On 09/27/2017 08:01 AM, Leon Romanovsky wrote:
On Wed, Sep 27, 2017 at 12:32:48PM +0300, Yuval Shaia wrote:
The sysfs "create_child" interface creates pkey based child interface but
derives the name from parent device name and pkey value.
This makes administration difficult where pkey values can change but
policies encoded with device names do not.
We add ability to create a child interface with a user specified name and a
specified pkey with a new sysfs "create_named_child" interface (and also
add a corresponding "delete_named_child" interface).
We also add a new module api interface to query pkey from a netdevice so
any kernel users of pkey based child interfaces can query it - since with
device name decoupled from pkey, it can no longer be deduced from parsing
the device name by other kernel users.
Signed-off-by: Mukesh Kacker <mukesh.kacker@xxxxxxxxxx>
Reviewed-by: Yuval Shaia <yuval.shaia@xxxxxxxxxx>
Reviewed-by: Chien-Hua Yen <chien.yen@xxxxxxxxxx>
Signed-off-by: Yuval Shaia <yuval.shaia@xxxxxxxxxx>
---
Documentation/infiniband/ipoib.txt | 12 ++
drivers/infiniband/ulp/ipoib/ipoib.h | 3 +
drivers/infiniband/ulp/ipoib/ipoib_main.c | 187 ++++++++++++++++++++++++++++++
drivers/infiniband/ulp/ipoib/ipoib_vlan.c | 76 +++++++++++-
4 files changed, 272 insertions(+), 6 deletions(-)
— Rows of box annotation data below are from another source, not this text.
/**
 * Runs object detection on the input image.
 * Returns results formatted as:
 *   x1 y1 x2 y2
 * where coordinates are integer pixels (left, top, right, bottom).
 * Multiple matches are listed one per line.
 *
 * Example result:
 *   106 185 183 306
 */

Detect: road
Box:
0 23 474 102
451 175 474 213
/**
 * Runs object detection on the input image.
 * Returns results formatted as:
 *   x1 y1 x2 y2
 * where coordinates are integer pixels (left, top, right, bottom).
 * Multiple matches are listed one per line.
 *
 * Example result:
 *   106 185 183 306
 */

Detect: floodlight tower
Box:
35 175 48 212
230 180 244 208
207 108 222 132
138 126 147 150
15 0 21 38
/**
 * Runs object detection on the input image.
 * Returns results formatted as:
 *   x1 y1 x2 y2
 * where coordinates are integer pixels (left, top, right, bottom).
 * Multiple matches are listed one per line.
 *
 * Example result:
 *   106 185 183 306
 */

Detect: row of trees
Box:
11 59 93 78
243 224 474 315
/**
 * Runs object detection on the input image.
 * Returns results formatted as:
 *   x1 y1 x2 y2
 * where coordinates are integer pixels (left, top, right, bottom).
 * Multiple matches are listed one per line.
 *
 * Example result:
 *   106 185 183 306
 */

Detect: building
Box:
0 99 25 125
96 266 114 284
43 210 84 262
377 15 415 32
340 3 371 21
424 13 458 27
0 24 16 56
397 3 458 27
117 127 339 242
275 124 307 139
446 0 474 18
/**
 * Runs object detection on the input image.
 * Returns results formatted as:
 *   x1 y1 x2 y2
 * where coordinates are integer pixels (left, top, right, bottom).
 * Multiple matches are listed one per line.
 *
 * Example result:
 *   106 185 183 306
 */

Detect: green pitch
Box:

diff --git a/Documentation/infiniband/ipoib.txt b/Documentation/infiniband/ipoib.txt
index 47c1dd9818f2..1db53c9b2906 100644
--- a/Documentation/infiniband/ipoib.txt
+++ b/Documentation/infiniband/ipoib.txt
@@ -21,6 +21,18 @@ Partitions and P_Keys
echo 0x8001 > /sys/class/net/ib0/delete_child
+ Interfaces with a user chosen name can be created in a similar
+ manner with a different name and P_Key, by writing them into the
+ main interface's /sys/class/net/<intf name>/create_named_child
+ For example:
+ echo "epart2 0x8002" > /sys/class/net/ib1/create_named_child
+
+ This will create an interfaces named epart2 with P_Key 0x8002 and
+ parent ib1. To remove a named subinterface, use the
+ "delete_named_child" file:
+
+ echo epart2 > /sys/class/net/ib1/delete_named_child
I doubt that delete_named_child is actually needed. You can use delete_child
on the pkey, which you used to create named child.
Maybe better to add support to rename child instead of introducing named
child concept?
Thanks
I can offer a slightly indirect answer to justify the current interface
by providing the background behind the requirements for this change.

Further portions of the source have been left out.